Buzzfeed, though, is not a platform. It's an integrator that creates the content itself, as opposed to aggregators like Shutterstock, Yelp, IMDB or G2 that get the content from their users. When it comes to training data, aggregators have a big leg up over integrators since they have more and uniform content they can use to train models. Integrators, on the other hand, would be at the receiving end of AI models and likely don't have enough data to train their own.

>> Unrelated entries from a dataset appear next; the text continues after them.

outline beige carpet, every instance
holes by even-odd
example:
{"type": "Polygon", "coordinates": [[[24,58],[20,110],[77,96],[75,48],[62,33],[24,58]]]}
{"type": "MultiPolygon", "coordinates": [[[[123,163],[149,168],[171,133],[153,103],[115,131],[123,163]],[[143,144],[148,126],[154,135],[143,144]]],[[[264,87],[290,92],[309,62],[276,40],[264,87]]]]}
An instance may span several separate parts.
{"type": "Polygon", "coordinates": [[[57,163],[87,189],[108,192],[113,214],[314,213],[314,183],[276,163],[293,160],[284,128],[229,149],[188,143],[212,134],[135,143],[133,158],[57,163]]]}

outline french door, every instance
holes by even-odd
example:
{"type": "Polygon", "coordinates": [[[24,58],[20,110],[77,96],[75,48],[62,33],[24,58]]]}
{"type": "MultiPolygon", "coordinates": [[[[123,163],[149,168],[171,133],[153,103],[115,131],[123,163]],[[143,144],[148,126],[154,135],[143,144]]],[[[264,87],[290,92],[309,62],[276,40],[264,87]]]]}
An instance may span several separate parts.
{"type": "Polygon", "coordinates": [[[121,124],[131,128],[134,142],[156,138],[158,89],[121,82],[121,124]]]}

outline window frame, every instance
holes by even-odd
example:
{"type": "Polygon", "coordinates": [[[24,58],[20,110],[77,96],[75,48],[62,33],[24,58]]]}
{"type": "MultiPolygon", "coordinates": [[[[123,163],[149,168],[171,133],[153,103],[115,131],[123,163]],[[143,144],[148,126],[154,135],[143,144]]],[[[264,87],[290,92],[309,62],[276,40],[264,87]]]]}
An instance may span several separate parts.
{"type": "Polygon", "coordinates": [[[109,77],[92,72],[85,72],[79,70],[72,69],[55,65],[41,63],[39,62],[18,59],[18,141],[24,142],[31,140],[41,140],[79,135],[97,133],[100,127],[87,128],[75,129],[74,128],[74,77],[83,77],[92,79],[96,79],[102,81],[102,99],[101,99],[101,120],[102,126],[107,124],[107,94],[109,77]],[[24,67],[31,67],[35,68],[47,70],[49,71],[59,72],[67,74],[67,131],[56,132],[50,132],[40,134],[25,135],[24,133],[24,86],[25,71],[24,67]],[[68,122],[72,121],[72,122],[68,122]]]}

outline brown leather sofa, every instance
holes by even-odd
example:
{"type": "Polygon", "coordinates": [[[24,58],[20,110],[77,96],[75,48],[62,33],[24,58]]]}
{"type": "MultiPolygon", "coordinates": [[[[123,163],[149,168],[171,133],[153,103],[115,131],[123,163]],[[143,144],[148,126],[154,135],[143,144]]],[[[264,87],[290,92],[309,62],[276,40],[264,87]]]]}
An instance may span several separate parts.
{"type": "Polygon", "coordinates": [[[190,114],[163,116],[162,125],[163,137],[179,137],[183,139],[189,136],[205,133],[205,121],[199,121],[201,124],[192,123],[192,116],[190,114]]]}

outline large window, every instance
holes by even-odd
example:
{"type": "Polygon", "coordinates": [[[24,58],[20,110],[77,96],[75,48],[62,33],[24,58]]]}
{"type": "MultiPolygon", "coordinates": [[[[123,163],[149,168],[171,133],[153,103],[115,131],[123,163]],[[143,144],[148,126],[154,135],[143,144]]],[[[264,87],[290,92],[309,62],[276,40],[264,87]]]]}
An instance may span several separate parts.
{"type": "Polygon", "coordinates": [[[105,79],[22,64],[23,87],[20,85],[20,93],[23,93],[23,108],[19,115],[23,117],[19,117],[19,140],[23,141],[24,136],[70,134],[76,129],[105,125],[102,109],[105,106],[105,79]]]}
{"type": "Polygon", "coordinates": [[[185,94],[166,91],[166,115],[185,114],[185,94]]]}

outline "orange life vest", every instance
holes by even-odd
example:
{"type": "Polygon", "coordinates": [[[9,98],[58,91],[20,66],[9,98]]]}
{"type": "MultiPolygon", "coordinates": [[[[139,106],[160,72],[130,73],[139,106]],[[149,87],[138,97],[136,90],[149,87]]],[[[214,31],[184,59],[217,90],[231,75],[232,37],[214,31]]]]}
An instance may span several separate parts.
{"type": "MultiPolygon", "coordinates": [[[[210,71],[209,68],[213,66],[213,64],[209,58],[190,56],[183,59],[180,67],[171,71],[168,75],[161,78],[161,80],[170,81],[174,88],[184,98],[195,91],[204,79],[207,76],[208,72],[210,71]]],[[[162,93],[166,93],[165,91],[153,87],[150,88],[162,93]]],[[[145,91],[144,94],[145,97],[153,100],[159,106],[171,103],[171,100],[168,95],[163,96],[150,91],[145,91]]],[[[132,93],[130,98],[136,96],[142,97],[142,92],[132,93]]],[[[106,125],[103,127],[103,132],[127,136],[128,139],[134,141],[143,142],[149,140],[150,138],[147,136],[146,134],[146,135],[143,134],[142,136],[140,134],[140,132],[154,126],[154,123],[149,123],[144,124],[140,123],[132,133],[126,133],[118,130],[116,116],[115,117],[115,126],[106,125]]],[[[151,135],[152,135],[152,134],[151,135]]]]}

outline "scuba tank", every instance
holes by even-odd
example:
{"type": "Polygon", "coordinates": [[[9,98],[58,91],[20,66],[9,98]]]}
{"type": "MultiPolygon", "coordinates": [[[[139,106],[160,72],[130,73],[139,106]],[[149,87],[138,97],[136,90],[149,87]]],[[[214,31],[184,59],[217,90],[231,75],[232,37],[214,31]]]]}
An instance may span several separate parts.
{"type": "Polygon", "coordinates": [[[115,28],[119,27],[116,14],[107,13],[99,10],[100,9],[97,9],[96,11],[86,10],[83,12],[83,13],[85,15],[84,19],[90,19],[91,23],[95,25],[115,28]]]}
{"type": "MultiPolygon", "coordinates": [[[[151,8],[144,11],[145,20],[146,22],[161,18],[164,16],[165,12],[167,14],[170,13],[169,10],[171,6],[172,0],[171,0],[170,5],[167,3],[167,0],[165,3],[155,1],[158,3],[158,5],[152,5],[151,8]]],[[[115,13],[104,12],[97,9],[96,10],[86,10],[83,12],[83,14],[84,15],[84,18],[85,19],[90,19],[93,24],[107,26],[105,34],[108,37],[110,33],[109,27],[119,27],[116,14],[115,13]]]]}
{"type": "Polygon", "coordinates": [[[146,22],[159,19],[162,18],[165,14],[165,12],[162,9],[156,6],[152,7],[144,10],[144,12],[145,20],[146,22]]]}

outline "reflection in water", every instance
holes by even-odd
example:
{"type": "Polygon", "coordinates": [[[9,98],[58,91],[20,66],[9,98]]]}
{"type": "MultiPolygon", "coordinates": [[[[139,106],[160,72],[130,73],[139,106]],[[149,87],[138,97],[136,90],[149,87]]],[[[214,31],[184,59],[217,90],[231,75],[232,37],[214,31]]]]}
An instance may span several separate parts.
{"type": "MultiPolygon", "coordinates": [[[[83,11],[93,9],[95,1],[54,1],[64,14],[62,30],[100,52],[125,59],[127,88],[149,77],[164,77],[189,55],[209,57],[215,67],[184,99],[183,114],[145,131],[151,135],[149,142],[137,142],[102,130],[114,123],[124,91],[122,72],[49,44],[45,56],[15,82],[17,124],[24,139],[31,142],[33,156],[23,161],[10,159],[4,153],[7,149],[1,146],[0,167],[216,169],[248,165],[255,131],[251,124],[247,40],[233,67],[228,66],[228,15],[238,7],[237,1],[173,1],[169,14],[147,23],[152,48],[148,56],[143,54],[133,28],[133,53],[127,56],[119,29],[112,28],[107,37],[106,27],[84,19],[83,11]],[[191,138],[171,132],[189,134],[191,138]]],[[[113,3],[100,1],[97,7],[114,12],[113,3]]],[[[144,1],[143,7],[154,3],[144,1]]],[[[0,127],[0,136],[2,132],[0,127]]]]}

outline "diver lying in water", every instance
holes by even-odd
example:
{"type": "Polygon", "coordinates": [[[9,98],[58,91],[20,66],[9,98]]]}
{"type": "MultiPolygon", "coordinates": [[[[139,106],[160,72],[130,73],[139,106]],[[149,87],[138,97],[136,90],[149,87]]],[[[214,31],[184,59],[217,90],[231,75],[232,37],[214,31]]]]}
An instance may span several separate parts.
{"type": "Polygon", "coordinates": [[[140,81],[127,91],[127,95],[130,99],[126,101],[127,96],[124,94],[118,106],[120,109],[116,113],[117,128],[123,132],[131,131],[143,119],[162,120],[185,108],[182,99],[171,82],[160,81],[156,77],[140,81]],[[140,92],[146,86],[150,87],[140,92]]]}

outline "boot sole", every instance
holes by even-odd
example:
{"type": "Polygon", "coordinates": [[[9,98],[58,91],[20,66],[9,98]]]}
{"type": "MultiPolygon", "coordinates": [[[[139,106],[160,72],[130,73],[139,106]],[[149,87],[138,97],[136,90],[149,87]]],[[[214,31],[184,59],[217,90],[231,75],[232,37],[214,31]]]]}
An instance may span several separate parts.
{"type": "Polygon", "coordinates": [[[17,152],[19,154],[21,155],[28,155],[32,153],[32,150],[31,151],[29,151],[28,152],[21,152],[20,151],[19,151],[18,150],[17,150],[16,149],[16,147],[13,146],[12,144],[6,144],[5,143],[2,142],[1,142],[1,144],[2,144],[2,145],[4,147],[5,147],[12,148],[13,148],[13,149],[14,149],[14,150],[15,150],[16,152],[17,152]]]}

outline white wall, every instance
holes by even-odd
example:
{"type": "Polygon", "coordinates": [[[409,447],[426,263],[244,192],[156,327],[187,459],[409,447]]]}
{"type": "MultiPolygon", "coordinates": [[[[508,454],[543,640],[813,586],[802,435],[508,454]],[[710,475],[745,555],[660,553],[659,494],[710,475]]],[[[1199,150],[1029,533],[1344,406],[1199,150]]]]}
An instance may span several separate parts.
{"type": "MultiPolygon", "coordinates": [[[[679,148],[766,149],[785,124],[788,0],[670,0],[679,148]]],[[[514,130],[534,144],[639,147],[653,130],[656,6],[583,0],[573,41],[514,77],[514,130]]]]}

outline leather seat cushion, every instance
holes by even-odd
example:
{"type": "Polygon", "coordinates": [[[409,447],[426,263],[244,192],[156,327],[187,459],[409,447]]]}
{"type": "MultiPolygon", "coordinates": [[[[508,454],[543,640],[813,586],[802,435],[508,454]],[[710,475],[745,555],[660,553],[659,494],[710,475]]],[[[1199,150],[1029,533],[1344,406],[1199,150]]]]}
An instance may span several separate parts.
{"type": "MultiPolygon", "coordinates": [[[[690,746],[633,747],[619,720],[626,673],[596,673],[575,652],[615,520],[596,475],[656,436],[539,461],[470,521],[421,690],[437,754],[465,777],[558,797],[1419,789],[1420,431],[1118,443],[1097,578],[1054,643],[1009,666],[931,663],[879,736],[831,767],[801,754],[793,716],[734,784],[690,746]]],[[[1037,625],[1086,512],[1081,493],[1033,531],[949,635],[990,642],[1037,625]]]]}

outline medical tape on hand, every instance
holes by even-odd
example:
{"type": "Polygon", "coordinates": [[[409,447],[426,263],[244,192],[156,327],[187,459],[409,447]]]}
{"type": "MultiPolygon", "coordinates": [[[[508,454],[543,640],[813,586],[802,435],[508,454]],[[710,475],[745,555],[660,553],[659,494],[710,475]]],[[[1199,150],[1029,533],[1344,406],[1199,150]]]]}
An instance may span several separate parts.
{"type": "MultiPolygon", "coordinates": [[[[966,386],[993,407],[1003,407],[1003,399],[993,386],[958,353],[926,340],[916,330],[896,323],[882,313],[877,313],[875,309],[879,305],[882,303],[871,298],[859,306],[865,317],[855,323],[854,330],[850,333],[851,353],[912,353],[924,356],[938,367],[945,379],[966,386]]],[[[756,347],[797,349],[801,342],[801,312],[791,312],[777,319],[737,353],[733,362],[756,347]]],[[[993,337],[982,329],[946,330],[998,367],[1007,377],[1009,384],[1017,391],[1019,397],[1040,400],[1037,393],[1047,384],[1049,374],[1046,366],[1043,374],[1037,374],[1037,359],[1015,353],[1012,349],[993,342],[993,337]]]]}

Marketing implications from paid AI training data

If big content platforms train their own AI models on their content, each of them could release a Chat GPT-like interface that competes with OpenAI, Stability AI, Jasper and others.

For example:

  • Stock photo sites would compete with DALL-E 2, Stable Diffusion and other generative AI providers
  • Wikipedia, Quora & co would compete with Chat GPT and other AI chatbots
  • GitHub would likely remain the destination for AI-assisted coding but might get competition from Stack Overflow, BitBucket, GitLab and other developer platforms
  • Spotify, Apple Music and other music streaming platforms could train models on their content and provide alternatives to playlists with fine tuned recommendations based on inputs ("Play me a song like 'die for you' but faster")
  • IMDB would train a model on its movie reviews and give users perfect movie recommendations based on their mood
  • Yelp, Tripadvisor and Google would train a model on their local reviews and give users perfect restaurant, bar and hotel recommendations based on their location and taste
  • G2 would train a model on its software reviews and give users perfect software recommendations based on their stack

Aggregators would turn into integrators with the help of AI and training on the content they have today. The platforms we thought AI to replace might become more powerful.

The big platforms might still leverage SEO and similar growth channels to drive traffic, but the customer experience would be superior because visitors could simply engage with a user interface á la Chat GPT and get their answers directly. As a result, word of mouth, direct traffic and brand awareness might increase significantly, driven by an outstanding user experience.

At the same time, if the big content platforms trained their own models and released Chat GPT-like user interfaces, Google would face significant challenges and lose even more market share for vertical-specific searches. Search as a whole could become more fragmented.